В свою очередь, редакторы журналов говорили, что читатели предпочитают короткие, простые, энергичные тексты. Чтобы не продираться сквозь множество подробностей и литературные изыски.
Ну а гуру НЖ Вулф, сделав очередное громкое заявление о том, что НЖ «уничтожит роман как главное литературное явление», вскоре сам покинул поле боя, оставив захваченную территорию без присмотра.
Когда-то Вулф говорил, что НЖ дает каждому журналисту возможность осуществить свою мечту – написать Роман, оставаясь на территории журналистики. Оказалось, однако, что самого Вулфа эта возможность до конца не удовлетворила: он давно задумал настоящий роман о современных нравах – по образцу «Ярмарки тщеславия» Теккерея, – но как-то все не хватало времени. В 1987 году первый роман Вулфа «Костры амбиций» увидел свет.
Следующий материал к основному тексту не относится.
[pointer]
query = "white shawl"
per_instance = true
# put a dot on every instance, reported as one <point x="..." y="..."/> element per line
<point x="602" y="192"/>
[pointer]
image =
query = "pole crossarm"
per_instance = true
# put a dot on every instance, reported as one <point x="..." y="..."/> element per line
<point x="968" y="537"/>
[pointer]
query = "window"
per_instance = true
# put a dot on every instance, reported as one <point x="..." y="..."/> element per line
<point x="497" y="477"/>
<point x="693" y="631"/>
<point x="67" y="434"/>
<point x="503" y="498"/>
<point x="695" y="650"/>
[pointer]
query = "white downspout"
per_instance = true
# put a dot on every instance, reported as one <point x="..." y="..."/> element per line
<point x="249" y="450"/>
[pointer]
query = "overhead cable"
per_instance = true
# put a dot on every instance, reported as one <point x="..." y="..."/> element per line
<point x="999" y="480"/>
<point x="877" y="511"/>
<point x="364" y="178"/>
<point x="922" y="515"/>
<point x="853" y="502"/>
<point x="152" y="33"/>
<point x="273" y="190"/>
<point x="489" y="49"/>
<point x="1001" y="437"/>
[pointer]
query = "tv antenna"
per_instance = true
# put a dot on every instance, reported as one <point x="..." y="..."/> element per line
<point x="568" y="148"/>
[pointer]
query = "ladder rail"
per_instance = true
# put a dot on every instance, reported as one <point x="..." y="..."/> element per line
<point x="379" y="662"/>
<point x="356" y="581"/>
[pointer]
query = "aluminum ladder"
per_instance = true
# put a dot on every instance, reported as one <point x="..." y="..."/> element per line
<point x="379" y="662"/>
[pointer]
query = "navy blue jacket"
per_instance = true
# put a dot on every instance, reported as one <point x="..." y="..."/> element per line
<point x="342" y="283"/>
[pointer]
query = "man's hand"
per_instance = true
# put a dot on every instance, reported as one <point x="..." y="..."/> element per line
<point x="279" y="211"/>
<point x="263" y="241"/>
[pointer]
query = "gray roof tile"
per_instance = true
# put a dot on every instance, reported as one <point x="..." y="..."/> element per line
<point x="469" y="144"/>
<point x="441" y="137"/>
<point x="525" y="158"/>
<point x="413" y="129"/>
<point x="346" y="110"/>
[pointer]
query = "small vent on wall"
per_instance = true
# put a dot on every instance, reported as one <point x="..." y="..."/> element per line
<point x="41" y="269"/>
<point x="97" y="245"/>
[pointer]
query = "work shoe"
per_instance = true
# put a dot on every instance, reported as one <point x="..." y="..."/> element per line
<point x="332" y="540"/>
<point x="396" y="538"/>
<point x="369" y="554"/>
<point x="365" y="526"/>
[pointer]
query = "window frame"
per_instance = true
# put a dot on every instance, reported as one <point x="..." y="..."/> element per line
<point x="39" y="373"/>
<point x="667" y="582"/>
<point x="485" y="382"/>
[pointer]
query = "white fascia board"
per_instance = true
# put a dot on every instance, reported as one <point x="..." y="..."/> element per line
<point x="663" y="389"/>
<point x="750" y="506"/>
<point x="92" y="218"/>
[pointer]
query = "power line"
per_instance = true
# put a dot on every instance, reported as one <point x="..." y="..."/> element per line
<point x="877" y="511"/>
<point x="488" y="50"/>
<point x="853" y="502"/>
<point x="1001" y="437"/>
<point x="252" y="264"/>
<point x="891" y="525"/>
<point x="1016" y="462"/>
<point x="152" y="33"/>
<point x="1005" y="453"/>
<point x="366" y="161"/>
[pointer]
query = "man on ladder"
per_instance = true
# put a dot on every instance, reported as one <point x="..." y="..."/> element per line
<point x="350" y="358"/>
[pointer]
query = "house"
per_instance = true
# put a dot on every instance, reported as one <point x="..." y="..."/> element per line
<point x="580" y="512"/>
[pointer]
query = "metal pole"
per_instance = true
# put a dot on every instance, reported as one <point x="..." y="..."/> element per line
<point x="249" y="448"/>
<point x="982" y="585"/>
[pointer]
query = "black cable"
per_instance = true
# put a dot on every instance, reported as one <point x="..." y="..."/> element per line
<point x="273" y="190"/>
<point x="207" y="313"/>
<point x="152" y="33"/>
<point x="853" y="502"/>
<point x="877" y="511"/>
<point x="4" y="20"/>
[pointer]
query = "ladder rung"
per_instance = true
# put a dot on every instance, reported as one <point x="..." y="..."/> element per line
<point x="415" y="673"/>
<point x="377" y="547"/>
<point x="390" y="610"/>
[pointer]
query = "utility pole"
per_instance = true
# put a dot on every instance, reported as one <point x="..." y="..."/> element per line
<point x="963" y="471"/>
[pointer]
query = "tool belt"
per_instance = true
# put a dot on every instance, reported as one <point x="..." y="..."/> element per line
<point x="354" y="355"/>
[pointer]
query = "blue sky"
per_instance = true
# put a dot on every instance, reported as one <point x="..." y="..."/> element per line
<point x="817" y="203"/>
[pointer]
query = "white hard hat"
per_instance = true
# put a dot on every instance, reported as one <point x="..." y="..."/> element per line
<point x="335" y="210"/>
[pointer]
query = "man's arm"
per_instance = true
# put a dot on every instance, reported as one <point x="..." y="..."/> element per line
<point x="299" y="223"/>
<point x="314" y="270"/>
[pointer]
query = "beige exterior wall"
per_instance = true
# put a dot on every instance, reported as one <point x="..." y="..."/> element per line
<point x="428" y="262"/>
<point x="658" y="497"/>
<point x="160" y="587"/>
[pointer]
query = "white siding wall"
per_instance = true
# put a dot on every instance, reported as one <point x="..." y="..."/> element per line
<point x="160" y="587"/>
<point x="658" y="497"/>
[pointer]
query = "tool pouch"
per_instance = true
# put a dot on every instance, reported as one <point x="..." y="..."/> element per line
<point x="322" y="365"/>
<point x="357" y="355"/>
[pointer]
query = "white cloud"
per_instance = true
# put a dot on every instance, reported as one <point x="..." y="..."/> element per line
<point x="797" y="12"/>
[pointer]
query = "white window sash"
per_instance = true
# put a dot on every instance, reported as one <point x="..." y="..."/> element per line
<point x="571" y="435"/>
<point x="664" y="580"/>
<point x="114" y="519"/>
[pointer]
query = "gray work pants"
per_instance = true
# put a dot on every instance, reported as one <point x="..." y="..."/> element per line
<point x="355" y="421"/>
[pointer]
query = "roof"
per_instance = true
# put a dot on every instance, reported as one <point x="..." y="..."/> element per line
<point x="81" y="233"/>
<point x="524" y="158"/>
И имел успех.
Русская версия
«Блестящее будущее», которое Том Вулф обещал НЖ, не сбылось: проект просуществовал недолго. Но прошлое его воистину прекрасно.
Так что читать «Антологию новой журналистики» как минимум интересно. Вот если бы еще переведена она была аккуратнее. Перевод в целом оставляет ощущение какой-то расхлябанности и приблизительности. По отношению к текстам Вулфа это, может, и не страшно. А вот, скажем, перевод очерка Гарри Уиллса (о похоронах Мартина Лютера Кинга) вообще не воспринимается.
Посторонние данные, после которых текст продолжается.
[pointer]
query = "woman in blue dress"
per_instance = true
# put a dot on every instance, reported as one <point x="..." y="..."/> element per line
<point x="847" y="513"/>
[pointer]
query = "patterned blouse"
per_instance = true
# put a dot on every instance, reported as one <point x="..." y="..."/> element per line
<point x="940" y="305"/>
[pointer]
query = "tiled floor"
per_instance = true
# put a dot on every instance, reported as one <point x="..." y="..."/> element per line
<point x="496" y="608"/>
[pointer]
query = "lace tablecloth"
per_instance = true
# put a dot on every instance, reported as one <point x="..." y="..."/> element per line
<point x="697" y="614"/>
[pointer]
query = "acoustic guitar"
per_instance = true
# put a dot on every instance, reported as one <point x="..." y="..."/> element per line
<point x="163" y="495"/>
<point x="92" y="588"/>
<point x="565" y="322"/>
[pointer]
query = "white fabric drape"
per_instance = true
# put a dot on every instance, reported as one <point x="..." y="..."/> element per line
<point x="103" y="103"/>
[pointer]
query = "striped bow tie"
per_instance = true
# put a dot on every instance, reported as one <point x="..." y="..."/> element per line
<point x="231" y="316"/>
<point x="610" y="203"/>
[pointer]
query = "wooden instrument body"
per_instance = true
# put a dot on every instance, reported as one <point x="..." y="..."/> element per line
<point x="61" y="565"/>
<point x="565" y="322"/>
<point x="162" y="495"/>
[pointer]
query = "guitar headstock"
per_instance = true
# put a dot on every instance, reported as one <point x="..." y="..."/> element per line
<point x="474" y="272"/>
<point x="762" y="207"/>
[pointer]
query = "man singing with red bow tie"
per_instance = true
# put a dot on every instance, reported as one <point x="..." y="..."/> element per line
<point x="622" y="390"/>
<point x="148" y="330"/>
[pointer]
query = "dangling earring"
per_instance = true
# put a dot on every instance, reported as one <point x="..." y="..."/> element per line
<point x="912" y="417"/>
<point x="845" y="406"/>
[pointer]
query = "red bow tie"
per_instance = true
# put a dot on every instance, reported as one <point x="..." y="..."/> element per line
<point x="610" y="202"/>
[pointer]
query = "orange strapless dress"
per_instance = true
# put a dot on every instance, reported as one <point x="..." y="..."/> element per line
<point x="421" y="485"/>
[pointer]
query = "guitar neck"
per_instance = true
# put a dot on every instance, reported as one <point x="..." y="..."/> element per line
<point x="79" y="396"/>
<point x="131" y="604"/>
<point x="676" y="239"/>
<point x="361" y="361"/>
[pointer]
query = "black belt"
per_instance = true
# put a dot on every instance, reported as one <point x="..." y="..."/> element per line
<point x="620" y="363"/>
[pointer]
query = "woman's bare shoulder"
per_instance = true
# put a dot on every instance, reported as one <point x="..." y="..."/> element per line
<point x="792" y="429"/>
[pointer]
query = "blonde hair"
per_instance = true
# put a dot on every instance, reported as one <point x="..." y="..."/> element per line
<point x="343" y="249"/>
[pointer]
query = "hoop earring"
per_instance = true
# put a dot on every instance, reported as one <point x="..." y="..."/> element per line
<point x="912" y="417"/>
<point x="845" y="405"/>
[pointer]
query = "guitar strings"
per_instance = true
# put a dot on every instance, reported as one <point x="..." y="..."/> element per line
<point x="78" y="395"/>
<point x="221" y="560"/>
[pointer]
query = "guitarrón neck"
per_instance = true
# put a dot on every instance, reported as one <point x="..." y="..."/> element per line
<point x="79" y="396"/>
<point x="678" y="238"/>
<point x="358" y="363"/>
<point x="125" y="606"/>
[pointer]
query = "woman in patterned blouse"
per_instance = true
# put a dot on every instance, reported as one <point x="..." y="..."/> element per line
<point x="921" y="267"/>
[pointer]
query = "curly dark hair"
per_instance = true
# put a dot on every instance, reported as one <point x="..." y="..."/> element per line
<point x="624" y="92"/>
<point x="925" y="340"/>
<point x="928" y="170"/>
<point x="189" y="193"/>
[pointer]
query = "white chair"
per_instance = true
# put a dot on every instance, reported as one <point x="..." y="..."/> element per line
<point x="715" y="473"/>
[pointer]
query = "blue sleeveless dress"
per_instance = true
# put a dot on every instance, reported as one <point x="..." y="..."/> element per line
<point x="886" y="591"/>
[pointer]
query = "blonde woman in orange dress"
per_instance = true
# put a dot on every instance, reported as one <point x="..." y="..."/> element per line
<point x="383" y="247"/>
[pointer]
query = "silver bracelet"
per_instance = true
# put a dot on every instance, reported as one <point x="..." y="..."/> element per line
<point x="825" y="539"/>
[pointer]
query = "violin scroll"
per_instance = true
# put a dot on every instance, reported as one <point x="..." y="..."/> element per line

Но главная проблема переводчиков – имена и географические названия. Гарри Уиллс (Garry Wills) здесь Уиллз и даже Виллис, а Гэй Тализе (Gay Talese), американец итальянского происхождения, – Талес. Вице-президент США (1969–1973) Спиро Агню (Spiro Agnew) выступает как загадочный Эгнью. Писатель Луи Фердинанд Селин – как Селине.
Вьетнамский город Кхесань (Khe Sanh) воспроизведен как турецкий Кесан. Есть еще совсем непонятный Ворчестер, судя по всему – это город Вустер (Worcester) в Великобритании.
In Cold Blood Капоте переводилось у нас как «Совершенно хладнокровно», «Обыкновенное убийство» и даже как «Американская трагедия». Так что перевод «Не дрогнув» не преступление. Хотелось бы только, чтобы была ссылка на существующие варианты.
***
Для американцев «Антология» Вулфа уже ретро. Но что для них ретро, то для нас может оказаться самым последним словом. Да и ретро, впрочем, на новом витке спирали вполне способно актуализироваться.